Bien que l’aspect totalement cassé du jeu fasse indubitablement partie de l'hommage rendu par sa suite, nous notons tout de même quelques améliorations, certes timides, par rapport à l’épopée vécue en 2010. La carte est plus claire, l’interface ressemble enfin à autre chose qu'un projet d'étudiants en mathématiques, et la jouabilité rencontre moins d'imperfections. Cet épisode abandonne également la voiture à piloter au profit d’un skateboard à maîtriser.. Pourquoi un skateboard ? Pour le style, bien sûr, et peut-être pour aider le jeu à charger les éléments sans devoir subir un véhicule motorisé fonçant à vive allure. Et même à la vitesse d’une planche à roulettes, le chargement tardif d’éléments graphiques saute aux yeux.

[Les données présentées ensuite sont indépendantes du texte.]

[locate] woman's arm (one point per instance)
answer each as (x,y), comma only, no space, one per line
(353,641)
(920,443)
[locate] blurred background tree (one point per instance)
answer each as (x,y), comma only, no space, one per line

Cette activité de glisse est comprise au sein d'un mini-jeu dédié, parmi d’autres épreuves comme celles de bowling, de ricochets, et de tir à la cible. De rares dialogues ne sont pas doublés, laissant un “bip” informatique se superposer au texte à l’écran. Nous avons connu mieux en 2020, mais les plus fanatiques verront en ce procédé un clin d’œil sympathique à l'épisode d'origine. Par contre, ils ne pardonneront sûrement pas les bugs encore présents obligeant à recharger d’anciens checkpoints pour progresser.
Le goût du café au poisson dans la bouche
Arrivés à ce paragraphe de notre test, vous devez sûrement penser que nous avons détesté notre séjour en Louisiane en compagnie de York et de toute sa clique d’hurluberlus. Nous ne pouvons pas laisser passer les multiples errances techniques, ni le gameplay d’une autre époque dont les évolutions sont trop vagues. Mais comme chacun le sait, Deadly Premonition a fait du jeu low cost sa marque de fabrique avec le soutien de nombreux aventuriers. Le premier épisode fourmillait d’idées, de séquences aussi drôles que dérangeantes, de personnages intrigants. Force est de constater que l’on retrouve ces qualités ici. À vrai dire, nous nous rendons rapidement compte que l’aire de jeux est en fait un prétexte pour mettre sur notre chemin des figures locales totalement siphonnées qui déroulent petit à petit une histoire fascinante. Bien que les passages en 2019 se perdent dans des dialogues beaucoup trop longs dans le but de s’assurer la compréhension du joueur/spectateur, le reste tient en haleine. Mieux, le dénouement est surprenant, émouvant, presque bouleversant. Une fois de plus, il y a une âme qui vit dans cet amas de lignes de code écrites par Toybox. Les fans de la première heure, seuls êtres capables de mettre de côté tous les problèmes rencontrés pendant le périple, seront à n’en point douter aux anges. Les autres regarderont ce nouvel OVNI de SWERY passer tel un projectile qui déchire les cieux avant de s’écraser. “Pour qu'un héritage soit réellement grand, il faut que la main du défunt ne se voie pas” écrivait René Char. Deadly Premonition 2 joue tellement dans la même cour que son grand frère que l’affiliation est indéniable. Quand bien même cela signifierait une expérience grandement fêlée, dans tous les sens du terme.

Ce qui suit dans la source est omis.